BMI, body mass index; EASI, eczema area and severity index; SCORAD, Scoring Atopic Dermatitis; PP-NRS, peak pruritus numerical rating scale; IDQoL, Infants’ Dermatitis Quality of Life Index; CDLQI, Children’s Dermatology Life Quality Index; NLR, neutrophil-to-lymphocyte ratio; PLR, platelet-to-lymphocyte ratio; ELR, eosinophil-to-lymphocyte ratio; ENR, eosinophil-to-neutrophil ratio; MLR, monocyte-to-lymphocyte ratio; SIRI, systemic inflammation response index; SII, systemic inflammation index; AISI, aggregate inflammation systemic index; AUC, area under the curve.

Data Sharing Statement

The data set presented in this study can be obtained through the corresponding author on reasonable request.

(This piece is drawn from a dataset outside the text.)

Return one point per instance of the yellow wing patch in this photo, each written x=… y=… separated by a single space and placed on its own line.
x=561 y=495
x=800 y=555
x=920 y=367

Ethics Approval and Informed Consent

The study involving human subjects was reviewed and approved by the Ethics Committee of Children ‘s Hospital Affiliated to Chongqing Medical University. Written informed consent was obtained from the legal guardians / collateral relatives of individuals (s) and minors (s). This study complies with the Declaration of Helsinki.

Acknowledgments

We thank the patients and their parents for participating in this study.

Author Contributions

All authors made a significant contribution to the work reported, whether that is in the conception, study design, execution, acquisition of data, analysis and interpretation, or in all these areas; took part in drafting, revising or critically reviewing the article; gave final approval of the version to be published; have agreed on the journal to which the article has been submitted; and agree to be accountable for all aspects of the work.

Funding

This work was supported by grants from Program for Youth Innovation in Future Medicine of Chongqing Medical University (W0177), Natural Science Foundation of Chongqing Municipal Science and Technology Bureau (CSTB2022NSCQ-MSX1016) and the National Natural Science Foundation of China (82173402).

Disclosure

The authors report no conflicts of interest in this work.